本編前に、少しお知らせです。このBlogについてのご意見・ご感想をいただくチャネルとして、今はコメントとトラックバックというチャネルがあるわけですが、いずれも第3者に対してパブリックな経路なので、内容によっては多少なりとも心理的バリアがあると思います。そこで、新たにメールアドレスをチャネルに追加しました。ここに送られたメールは編集部と私に届きますので、お気軽にどうぞ。

抽象化された設計図は工学の基礎

IT業界には、ソフトウェア工学という分野があると言われている。これは主としてソフトウェアの生産性・品質・再利用性などに関する様々なアプローチを総称するものであり、これまでにも論文や書籍が山ほど書き上げられてきたが、どれひとつとっても「工学」と呼ぶには躊躇してしまうようなシロモノばかりである。

なにしろ、ソフトウェア工学とやらの世界でベストセラーになる書籍といえば「やる気こそ成功の鍵」のような精神論的なものか、失敗談やジンクスのようなものが沢山載っている訓話集のような具体的なものばかりである。実際、こういった書籍のいくつかにはそれなりに面白くて価値があることも多いが、逆にアカデミックなアプローチを試みたものとなるとほぼ例外なく読むに値しない。
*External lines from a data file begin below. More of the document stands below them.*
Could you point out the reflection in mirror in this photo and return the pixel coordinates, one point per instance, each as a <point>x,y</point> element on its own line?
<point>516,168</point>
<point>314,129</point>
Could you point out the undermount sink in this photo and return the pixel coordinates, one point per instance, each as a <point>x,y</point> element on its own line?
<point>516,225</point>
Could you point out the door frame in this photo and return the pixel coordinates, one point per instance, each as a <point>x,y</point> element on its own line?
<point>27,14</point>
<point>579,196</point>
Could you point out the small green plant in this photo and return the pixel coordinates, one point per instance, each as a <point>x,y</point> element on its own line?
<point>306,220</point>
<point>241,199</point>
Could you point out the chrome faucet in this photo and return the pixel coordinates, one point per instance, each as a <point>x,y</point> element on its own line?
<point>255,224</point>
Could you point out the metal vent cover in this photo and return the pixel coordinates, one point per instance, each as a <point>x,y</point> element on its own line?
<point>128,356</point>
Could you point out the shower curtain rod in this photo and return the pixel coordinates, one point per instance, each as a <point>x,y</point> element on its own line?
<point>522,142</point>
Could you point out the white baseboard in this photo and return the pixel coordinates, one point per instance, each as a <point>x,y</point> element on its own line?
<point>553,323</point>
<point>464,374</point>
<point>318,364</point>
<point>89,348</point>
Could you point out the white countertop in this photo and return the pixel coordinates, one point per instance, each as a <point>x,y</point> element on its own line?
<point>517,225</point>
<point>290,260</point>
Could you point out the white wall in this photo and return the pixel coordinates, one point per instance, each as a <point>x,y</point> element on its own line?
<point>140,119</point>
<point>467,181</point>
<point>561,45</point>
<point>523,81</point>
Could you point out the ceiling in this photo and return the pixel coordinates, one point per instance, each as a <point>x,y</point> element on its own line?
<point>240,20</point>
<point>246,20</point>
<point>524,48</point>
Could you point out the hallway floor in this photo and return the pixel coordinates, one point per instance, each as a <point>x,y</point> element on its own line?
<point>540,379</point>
工学というものが応用・展開・生産のパラダイムである以上、ある対象を「工学する」という場合、その対象を抽象化した設計図を書くことができるはずである。例えば土木建築から航空機に至るまでのハードウェア工学では、CAD/CAMに代表される幾何学を基礎とした設計ツールを用いて設計図を作成し、質量や電位といった物理モデルを与えてシミュレーションすることができる。

一方、ソフトウェアの世界で唯一の体系だった抽象化ツールといえばプログラミング言語のソースコードだけである。プログラミング言語だけが論理的に閉じた世界観を提供し、厳密な意味での設計図としての役割を果たす。しかし、ソースコードというものはテストやデバッグという試行錯誤な工程を経て固められていくものだし、設計図と呼ぶには枝葉末節で複雑すぎる。だから、誰もソースコードが設計図であるとは信じることができないのだ。つまるところ、ソフトウェアの世界ではまだ適切な粒度で設計図を書けるだけの抽象化手法がどこにも存在していないのである。

モデリング技術とソフトウェア設計

設計図というものは、簡潔に記述できて広く正確に情報を共有でき、それをもとにコミュニケーションが促進されることが重要である。従って、一部のプログラマー(例えば、書いた本人)にしか理解できないという属人的な性質から逃れられないソースコードは設計図としての目的を果たすことができない。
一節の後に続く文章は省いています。